春山 純一
Junichi Haruyama

福島県出身(福島県立福島高等学校卒業)。高校時代は野球に熱中しました(守備位置はセンター)。京都大学理学部卒業後、大学院生時代には宇宙科学研究所で研究を行い、京都大学から博士号(理学)を取得。アメリカ カリフォルニア工科大学でポスドクを経験した後、帰国して旧宇宙開発事業団で月探査計画(後のSELENE「かぐや」)の立ち上げに参加しました。宇宙三機関の統合に伴い、宇宙科学研究所(ISAS)に異動。
現在は、月惑星科学の研究およびさまざまな月惑星探査計画に携わる一方、総合研究大学院大学や東海大学などで教員として、大学院生や学部生の研究指導を行っています。

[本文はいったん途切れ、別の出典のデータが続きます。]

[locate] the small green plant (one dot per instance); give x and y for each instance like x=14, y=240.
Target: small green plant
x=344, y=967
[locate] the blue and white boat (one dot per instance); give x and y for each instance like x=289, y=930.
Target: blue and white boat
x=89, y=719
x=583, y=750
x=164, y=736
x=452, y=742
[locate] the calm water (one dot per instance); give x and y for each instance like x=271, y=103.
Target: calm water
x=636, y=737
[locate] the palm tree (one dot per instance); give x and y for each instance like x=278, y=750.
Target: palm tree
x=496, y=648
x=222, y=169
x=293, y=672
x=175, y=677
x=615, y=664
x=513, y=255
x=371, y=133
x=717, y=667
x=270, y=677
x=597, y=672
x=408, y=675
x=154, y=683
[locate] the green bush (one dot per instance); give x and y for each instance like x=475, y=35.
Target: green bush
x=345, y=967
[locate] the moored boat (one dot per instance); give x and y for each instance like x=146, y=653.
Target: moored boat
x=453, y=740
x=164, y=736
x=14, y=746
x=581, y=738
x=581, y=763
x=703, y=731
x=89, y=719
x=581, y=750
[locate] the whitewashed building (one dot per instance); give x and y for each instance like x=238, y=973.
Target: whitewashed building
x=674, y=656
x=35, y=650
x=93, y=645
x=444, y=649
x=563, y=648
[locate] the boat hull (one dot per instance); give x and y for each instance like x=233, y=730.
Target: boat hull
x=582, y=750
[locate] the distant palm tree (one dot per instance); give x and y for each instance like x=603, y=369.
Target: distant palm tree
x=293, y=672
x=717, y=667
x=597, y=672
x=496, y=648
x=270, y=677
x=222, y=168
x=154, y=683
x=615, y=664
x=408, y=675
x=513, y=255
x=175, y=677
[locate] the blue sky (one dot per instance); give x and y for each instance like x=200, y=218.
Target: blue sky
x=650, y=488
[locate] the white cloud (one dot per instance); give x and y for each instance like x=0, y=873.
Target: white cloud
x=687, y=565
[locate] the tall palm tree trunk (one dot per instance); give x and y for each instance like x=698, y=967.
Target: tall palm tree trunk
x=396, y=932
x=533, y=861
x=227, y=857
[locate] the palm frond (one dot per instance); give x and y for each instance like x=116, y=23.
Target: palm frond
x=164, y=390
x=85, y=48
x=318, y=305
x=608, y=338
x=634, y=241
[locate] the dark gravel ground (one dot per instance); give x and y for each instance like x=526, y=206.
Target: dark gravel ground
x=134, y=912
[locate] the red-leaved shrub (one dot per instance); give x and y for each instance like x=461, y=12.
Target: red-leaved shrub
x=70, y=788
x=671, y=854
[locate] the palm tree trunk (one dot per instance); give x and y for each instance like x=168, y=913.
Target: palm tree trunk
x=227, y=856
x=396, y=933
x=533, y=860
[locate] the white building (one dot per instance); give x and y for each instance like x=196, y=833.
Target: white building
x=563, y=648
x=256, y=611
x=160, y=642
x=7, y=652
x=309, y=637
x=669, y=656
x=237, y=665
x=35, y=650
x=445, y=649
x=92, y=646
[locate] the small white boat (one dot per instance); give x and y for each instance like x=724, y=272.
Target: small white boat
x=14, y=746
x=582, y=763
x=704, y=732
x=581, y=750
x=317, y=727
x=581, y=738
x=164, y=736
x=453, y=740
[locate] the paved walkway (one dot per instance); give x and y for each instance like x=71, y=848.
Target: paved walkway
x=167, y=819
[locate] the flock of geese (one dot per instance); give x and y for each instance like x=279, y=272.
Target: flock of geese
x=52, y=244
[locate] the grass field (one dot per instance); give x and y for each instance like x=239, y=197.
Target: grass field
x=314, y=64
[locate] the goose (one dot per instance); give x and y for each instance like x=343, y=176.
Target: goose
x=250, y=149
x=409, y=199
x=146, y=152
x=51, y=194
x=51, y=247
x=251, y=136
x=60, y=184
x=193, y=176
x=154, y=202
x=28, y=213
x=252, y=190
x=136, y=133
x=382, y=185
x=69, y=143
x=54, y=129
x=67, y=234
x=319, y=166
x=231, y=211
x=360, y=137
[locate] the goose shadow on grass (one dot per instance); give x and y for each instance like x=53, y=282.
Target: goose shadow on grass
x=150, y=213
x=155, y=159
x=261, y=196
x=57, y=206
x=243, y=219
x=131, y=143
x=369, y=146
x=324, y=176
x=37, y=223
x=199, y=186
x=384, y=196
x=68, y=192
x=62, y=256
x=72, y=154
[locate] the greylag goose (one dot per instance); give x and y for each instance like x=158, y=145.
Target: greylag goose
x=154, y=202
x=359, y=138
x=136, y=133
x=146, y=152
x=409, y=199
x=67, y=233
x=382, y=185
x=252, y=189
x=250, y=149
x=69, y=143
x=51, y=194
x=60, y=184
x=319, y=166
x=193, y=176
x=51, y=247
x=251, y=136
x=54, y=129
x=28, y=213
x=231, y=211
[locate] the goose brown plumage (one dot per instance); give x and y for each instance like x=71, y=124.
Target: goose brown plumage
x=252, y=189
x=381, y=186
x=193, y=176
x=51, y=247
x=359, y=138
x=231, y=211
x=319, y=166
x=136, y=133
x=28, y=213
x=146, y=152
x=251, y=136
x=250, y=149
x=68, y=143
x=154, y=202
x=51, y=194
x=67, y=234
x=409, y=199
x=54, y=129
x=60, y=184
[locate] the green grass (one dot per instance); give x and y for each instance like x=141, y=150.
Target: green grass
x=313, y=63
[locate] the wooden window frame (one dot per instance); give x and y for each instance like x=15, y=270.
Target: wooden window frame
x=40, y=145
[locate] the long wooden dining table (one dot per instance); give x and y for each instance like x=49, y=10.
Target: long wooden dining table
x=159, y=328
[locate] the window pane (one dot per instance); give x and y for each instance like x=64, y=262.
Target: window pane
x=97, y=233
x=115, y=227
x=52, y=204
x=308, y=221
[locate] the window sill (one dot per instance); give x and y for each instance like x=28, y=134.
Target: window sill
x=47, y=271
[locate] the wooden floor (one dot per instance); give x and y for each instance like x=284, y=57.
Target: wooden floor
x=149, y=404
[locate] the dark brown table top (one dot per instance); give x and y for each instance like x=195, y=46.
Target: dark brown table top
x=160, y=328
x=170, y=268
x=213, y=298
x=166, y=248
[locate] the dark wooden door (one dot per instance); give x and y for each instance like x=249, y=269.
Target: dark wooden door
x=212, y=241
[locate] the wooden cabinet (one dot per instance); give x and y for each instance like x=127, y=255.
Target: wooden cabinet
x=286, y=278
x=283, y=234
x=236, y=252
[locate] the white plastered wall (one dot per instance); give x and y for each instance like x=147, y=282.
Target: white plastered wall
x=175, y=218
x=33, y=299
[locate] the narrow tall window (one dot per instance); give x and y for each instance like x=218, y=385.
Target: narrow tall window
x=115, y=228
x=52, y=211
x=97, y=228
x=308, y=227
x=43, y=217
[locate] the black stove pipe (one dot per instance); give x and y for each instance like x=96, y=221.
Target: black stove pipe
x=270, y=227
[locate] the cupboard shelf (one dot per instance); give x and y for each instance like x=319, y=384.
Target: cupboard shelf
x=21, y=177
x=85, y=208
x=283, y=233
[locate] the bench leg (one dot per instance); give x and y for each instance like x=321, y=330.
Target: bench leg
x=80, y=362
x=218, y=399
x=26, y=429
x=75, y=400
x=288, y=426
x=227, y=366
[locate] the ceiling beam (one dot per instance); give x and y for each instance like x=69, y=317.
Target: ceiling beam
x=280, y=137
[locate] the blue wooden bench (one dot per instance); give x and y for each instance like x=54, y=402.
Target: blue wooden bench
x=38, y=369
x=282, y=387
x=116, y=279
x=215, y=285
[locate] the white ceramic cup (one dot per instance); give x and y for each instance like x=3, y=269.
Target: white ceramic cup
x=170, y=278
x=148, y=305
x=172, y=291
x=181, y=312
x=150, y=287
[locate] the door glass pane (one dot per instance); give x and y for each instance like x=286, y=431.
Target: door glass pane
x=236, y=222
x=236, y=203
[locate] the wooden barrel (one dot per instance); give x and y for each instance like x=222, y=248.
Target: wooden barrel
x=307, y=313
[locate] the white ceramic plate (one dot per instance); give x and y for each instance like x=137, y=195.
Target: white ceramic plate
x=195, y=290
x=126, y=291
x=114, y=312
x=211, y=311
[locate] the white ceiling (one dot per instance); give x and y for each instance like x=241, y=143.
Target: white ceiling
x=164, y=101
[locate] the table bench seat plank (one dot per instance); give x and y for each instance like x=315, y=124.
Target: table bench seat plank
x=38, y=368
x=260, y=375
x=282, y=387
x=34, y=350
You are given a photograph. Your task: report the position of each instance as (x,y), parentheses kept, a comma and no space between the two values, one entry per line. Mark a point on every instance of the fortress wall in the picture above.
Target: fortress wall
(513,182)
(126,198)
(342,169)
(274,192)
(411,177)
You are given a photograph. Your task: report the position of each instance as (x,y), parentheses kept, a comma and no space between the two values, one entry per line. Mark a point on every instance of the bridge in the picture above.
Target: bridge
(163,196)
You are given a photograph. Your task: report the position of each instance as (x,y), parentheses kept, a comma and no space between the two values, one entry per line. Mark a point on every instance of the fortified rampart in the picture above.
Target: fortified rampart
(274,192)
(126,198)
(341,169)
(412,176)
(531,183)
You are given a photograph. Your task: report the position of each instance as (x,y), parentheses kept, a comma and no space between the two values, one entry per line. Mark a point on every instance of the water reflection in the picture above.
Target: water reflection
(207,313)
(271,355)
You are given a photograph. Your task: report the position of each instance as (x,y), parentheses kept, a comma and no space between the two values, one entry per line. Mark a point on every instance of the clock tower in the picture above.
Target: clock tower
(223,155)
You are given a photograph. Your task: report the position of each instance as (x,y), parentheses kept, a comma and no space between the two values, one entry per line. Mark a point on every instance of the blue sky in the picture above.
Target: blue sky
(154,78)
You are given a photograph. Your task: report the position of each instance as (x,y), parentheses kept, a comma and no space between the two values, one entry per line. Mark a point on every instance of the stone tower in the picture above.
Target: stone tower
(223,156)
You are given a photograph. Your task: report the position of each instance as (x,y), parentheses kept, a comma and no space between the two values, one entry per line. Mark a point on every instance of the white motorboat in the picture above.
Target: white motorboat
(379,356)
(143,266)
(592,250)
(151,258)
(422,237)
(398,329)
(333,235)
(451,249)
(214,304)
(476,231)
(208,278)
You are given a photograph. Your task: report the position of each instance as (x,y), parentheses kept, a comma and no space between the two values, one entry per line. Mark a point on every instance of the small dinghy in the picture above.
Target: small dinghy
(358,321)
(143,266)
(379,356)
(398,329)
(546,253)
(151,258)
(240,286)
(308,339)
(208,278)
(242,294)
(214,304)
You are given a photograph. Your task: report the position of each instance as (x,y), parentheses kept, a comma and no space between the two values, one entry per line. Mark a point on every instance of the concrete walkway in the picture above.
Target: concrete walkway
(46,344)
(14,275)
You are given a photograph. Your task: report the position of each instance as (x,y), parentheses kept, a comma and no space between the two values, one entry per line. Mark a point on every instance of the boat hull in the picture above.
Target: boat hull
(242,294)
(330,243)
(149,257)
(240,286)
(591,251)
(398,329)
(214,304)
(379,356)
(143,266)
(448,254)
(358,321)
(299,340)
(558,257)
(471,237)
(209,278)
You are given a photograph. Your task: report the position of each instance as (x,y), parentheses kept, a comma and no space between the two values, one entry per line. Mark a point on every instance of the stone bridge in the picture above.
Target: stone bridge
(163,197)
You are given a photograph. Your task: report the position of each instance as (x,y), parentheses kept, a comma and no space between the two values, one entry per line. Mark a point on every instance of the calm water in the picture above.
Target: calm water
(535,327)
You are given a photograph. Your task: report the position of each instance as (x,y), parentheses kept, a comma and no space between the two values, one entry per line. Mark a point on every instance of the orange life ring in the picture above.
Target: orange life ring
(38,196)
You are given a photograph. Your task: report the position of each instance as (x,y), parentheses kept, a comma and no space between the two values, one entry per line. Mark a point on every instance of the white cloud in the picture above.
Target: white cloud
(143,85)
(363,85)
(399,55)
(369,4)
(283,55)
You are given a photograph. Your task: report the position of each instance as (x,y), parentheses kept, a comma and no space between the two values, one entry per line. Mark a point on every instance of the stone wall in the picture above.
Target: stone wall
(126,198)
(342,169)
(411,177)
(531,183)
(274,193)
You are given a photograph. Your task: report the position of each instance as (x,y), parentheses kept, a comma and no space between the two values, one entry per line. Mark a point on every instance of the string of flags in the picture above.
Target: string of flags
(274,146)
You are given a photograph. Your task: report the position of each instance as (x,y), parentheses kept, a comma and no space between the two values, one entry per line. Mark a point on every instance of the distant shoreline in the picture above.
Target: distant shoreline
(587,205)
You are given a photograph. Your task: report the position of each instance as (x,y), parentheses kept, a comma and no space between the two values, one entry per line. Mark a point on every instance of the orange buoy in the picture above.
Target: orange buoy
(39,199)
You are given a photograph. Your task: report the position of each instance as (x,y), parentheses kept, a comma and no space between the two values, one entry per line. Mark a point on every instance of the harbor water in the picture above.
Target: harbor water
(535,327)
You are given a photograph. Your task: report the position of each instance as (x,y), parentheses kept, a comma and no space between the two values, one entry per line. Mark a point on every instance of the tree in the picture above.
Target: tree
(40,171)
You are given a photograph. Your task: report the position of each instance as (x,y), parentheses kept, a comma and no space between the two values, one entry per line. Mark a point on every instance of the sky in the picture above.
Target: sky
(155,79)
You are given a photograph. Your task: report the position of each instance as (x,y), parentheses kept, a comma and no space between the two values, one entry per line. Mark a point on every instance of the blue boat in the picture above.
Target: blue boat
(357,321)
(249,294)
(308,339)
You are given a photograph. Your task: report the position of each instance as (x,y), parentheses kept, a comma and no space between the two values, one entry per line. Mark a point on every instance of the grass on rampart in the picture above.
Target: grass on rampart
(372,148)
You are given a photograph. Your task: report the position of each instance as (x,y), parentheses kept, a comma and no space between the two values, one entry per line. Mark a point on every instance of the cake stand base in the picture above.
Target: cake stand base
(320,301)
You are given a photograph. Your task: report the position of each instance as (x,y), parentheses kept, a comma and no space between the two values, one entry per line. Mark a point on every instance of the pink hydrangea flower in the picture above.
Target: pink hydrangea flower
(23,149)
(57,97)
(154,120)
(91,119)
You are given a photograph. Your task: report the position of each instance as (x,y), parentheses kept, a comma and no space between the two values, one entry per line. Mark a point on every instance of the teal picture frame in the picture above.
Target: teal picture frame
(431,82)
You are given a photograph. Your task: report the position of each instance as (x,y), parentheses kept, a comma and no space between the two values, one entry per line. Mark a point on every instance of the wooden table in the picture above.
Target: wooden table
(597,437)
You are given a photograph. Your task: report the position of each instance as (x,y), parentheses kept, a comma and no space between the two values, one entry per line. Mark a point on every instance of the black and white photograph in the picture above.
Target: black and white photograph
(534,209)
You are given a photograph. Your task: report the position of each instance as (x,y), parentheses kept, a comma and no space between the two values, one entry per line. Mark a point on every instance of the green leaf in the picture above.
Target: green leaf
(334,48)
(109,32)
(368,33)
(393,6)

学術論文は多数執筆。これまでに、アメリカ地球物理学連合が発行する『Journal of Geophysical Research: Planets』誌において、アジア初のエディターを務めるなど、国際的に活動の場を広げています。最近では、月に発見された縦孔を入り口とする地下空洞の探査を目指すUZUME計画の実現に向け、数多くの理学・工学研究者、アウトリーチ関係者、そして民間企業と連携しています。
学 歴
昭和60年(1985年)
京都大学理学部 入学
京都大学理学部 卒業(理学士)
平成 元年(1989年)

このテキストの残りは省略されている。